Intel® Advisor User Guide

ID 766448
Date 10/31/2024
Public
Document Table of Contents

analyze.py Options

This script allows you to run an analysis on profiling data and generate report results.

Usage

advisor-python <APM>/analyze.py <project-dir> [--options]

NOTE:
Replace <APM> with $APM on Linux* OS or %APM% on Windows* OS.

Options

The following table describes options that you can use with the analyze.py script.

Option

Description

<project-dir>

Required. Specify the path to the Intel® Advisor project directory.

-h

--help

Show all script options.

--version

Display Intel® Advisor version information.

-v <verbose>

--verbose <verbose>

Specify output verbosity level:

  • 1 - Show only error messages. This is the least verbose level.

  • 2 - Show warning and error messages.

  • 3 (default) - Show information, warning, and error messages.

  • 4 - Show debug, information, warning, and error messages. This is the most verbose level.

NOTE:
This option affects the console output, but does not affect logs and report results.

--assume-dependencies (default) | --no-assume-dependencies

Assume that a loop has a dependency if the loop type is not known. When disabled, assume that a loop does not have dependencies if the loop dependency type is unknown.

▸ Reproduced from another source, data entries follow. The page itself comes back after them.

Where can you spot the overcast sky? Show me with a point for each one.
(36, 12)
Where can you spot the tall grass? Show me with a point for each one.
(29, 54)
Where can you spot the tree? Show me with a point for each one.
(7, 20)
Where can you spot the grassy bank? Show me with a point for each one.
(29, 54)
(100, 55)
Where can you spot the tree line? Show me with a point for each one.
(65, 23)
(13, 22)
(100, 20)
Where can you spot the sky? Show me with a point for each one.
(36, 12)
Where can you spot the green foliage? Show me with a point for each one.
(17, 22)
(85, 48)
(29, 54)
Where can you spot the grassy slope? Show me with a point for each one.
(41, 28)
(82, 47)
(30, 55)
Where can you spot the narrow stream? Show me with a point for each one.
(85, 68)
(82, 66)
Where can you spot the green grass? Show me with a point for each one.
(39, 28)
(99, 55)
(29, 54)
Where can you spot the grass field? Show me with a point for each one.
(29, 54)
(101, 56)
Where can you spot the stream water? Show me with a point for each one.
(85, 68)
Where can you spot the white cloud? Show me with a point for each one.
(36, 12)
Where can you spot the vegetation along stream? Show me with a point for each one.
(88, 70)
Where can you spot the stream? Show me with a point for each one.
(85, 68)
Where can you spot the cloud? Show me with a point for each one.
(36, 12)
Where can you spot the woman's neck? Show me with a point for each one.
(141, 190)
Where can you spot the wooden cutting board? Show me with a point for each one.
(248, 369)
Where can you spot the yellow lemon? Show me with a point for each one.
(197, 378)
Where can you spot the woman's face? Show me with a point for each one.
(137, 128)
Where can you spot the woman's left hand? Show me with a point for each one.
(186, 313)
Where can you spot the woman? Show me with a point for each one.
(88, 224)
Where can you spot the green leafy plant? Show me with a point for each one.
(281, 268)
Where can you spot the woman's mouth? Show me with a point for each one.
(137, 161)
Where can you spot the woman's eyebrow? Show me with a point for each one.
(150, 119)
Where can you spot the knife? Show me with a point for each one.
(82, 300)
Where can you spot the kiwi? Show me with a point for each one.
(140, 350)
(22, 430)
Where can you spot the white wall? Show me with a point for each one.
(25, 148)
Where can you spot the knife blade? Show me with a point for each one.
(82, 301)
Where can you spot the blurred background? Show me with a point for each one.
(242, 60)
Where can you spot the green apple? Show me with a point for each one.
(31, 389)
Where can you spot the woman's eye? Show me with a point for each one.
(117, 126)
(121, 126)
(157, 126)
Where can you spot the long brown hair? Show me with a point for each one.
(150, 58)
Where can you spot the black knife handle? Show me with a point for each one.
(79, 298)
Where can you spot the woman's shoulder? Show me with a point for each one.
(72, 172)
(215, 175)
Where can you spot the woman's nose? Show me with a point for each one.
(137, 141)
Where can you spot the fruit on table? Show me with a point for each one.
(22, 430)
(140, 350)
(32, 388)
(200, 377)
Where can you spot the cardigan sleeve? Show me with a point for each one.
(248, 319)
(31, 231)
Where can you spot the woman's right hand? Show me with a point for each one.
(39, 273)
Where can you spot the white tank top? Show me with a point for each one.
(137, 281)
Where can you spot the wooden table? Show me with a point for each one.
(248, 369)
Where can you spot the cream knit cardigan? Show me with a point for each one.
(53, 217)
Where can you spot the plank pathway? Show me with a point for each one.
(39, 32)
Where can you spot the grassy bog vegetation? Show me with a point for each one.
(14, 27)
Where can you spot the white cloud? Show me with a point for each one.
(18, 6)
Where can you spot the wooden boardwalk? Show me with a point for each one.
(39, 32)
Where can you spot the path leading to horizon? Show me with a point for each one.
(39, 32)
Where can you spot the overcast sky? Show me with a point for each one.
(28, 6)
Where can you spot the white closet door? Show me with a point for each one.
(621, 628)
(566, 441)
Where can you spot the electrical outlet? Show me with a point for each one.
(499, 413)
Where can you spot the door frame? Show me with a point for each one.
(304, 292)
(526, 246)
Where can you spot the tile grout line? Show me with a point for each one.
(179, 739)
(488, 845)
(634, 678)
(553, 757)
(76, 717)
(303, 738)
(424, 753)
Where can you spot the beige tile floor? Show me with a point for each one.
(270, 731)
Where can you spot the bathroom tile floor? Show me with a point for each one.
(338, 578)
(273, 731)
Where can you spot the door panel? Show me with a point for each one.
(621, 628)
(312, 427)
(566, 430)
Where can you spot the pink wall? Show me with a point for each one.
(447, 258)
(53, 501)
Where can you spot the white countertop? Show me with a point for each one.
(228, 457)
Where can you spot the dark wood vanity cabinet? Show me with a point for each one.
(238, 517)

--assume-hide-taxes [<loop-id> | <file-name>:<line-number>]

Use an optimistic approach to estimate invocation taxes: hide all invocation taxes except the first one.

You can provide a comma-separated list of loop IDs and source locations to hide taxes for. If you do not provide a list, taxes are hidden for all loops.

--assume-never-hide-taxes (default)

Use a pessimistic approach to estimate invocation taxes: do not hide invocation taxes.

--assume-ndim-dependency (default) | --no-assume-ndim-dependency

When searching for an optimal N-dimensional offload, assume there are dependencies between inner and outer loops.

--assume-parallel | --no-assume-parallel (default)

Assume that a loop is parallel if the loop type is not known.

--assume-single-data-transfer (default) | --no-assume-single-data-transfer

Assumed data is transferred once for each offload, and all instances share the data. When disabled, assume each data object is transferred for every instance of an offload that uses it.

This method assumes no data re-use between calls to the same kernel.

IMPORTANT:
This option requires you to enable the following options during the Trip Counts collection:
  • With collect.py, use --collect basic or --collect full.
  • With advisor --collect=tripcounts, use data-transfer=<mode>.

--atomic-access-pattern <pattern>

Select an atomic access pattern. Possible options: sequential, partial_sums_16, same. By default, it is set to partial_sums_16.

--assume-atomic-optimization-ratio <ratio>

Model atomic accesses as a number of parallel sums. Specify one of the following values: 8, 16, 32, 64, 128 to model a specific number of parallel sums. Specify 0 value to search for an optimal number of parallel sums.

Default value: '16'.

--check-profitability (default) | --no-check-profitability

Check the profitability of offloading regions. Only regions that can benefit from the increased speed are added to a report.

When disabled, add all evaluated regions to a report, regardless of the profitability of offloading specific regions.

--config <config>

Specify a configuration file by absolute path or name. If you choose the latter, the model configuration directory is searched for the file first, then the current directory.

The following device configurations are available: xehpg_512xve (default), xehpg_256xve , gen12_tgl, gen12_dg1.

NOTE:
You can specify several configurations by using the option more than once.

--count-logical-instructions (default) | --no-count-logical-instructions

Use the projection of x86 logical instructions to GPU logical instructions.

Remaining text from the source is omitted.